コースの歴史は古く、1842年にはゴルフがプレーされていたという記録が残る。正式なクラブ設立は1842年とも1867年とも言われており、長い歳月の中でコースは何度かの改造を経て現在の形となった。全長7,421ヤード、パー71というレイアウトは決してひとつのホールだけが極端に長いわけではないが、コース全体を通じて要求されるショットの精度と判断力の水準が際立って高い。
バリー・バーンと戦うプレーヤーたち
カーヌスティの難しさを象徴する要素として、コース内を流れるバリー・バーンという小川の存在は避けて語れない。この曲がりくねった川はコース後半のいくつかのホールを横断し、特に17番と18番ではフェアウェイを何度もクロスして、プレーヤーの飛距離と正確性を同時に試す。
17番「島」(Island)は、フェアウェイの左側を流れるバリー・バーンがティからの距離約200ヤード付近でコースを大きく曲がり、ドローヒッターにとって最も危険な罠となる。無難なラインを取れば長い2打目が残り、攻めれば川へのリスクと隣り合わせになる——トレードオフの選択を迫られる典型的なカーヌスティのホールだ。
18番「ホーム」は全英オープンの最終ホールとして繰り返しドラマを生んできた。フェアウェイを何度もクロスするバリー・バーン、左サイドのグランスタン・バンカー群、そして右側のOBゾーン。優勝争いの最終局面でこのホールに立つプレーヤーにとって、18番はまさに審判の場だ。
1999年——ジャン・ヴァン・デ・ヴェルデの悲劇
ゴルフの歴史において、悲劇の記憶として最も鮮明に語り継がれる瞬間の一つが、1999年の全英オープン最終日、カーヌスティの18番で起きた。
フランス人プレーヤー、ジャン・ヴァン・デ・ヴェルデは最終ホールに3打のリードを持って入った。状況から見れば、コースをダブルボギーで上がっても優勝できるアドバンテージだ。しかし彼が選んだのは攻めのラインだった。ドライバーで放ったティショットは右のラフへ。続くセカンドショットは観客席の鉄柵に当たり跳ね返る。3打目はバリー・バーンに飛び込んだ。
テレビカメラはズボンの裾を膝まで巻き上げ、川の中のボールを確認するヴァン・デ・ヴェルデを捉えた。水からボールを打とうとする動作の後、ドロップを選択。6打目でダブルボギーを叩き、プレーオフへ。最終的に優勝したのはスコットランドのポール・ローリーだった。
この出来事は「史上最大の全英オープンの悲劇」として語り継がれるが、ヴァン・デ・ヴェルデ本人はその後もゴルフを続け、インタビューでは誇りを持って当時を振り返ったという。しかしカーヌスティという名を聞けば、多くのゴルフファンの頭に浮かぶのは今もあの18番の光景だ。
過酷な気候がつくるゴルフの真実
カーヌスティは全英オープン開催地として気候的に最も厳しいコースの一つとも言われる。北海から吹き付ける強風は方向と強さが刻々と変わり、一つのラウンドの中でも前半と後半で全く異なる条件になることがある。雨と霧が加われば視界も落ち、遠くのグリーンが見えなくなることもある。
ここではゴルフの純粋な判断力と適応力が問われる。「どの番手を持つか」という決断が、自分の技術への問いかけと同時に気候への対応でもある。同じクラブを同じスイングで打っても、風の影響で結果は大きく変わる——これがリンクスゴルフの根本であり、カーヌスティはその極端な形を提供する。

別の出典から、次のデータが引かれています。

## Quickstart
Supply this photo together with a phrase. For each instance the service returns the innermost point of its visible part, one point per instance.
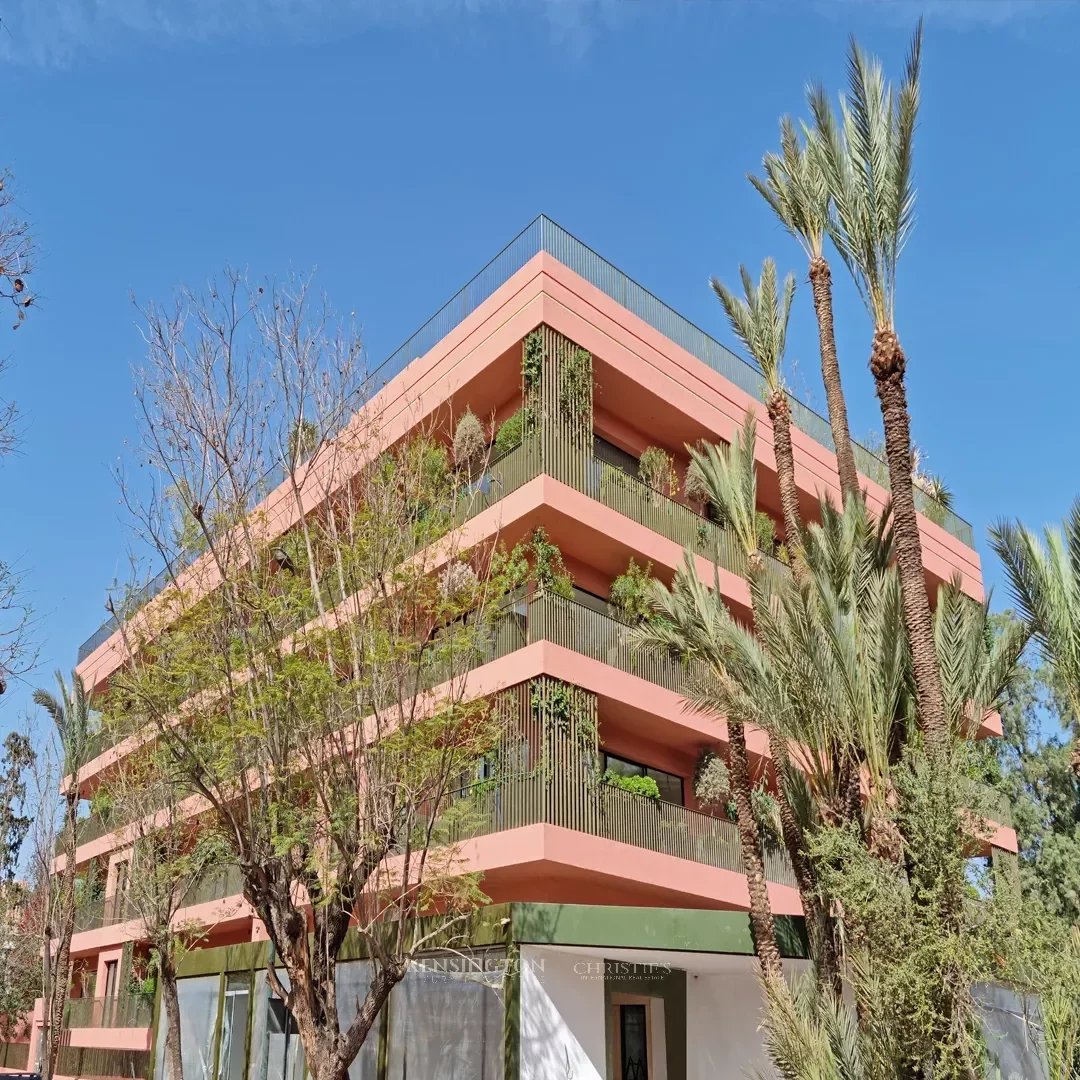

地元プレーヤーたちはこうした環境の中でゴルフを育んできた。カーヌスティはスコットランドのゴルフ教育の歴史においても重要な場所で、町の住民とゴルフの関係は深く、古くから多くのゴルフのコーチや選手を輩出してきた地域でもある。
過酷さの中にある美しさ
カーヌスティの魅力はその過酷さだけではない。北海に面したリンクスの風景は独特の美しさを持つ。低く広がる砂丘、黄金色のフェスキュー草、灰色に輝く海面——これらが作り出す景観は、ゴルフを知らない旅行者であっても心を動かす力を持つ。
全英オープンを観戦するために訪れるのも一つの手だが、一般プレーヤーとしてカーヌスティをプレーする経験は、より直接的なゴルフとの対話だ。18番グリーンからバリー・バーンを見下ろし、あの最終日にヴァン・デ・ヴェルデが立ったのと同じ場所に自分も立てる——その事実だけでも、カーヌスティへの旅は価値を持つ。
スコアは関係ない。最悪であればなおさら記憶に残る。カーヌスティは「何打叩いたか」ではなく「どう戦ったか」を問うコースだ。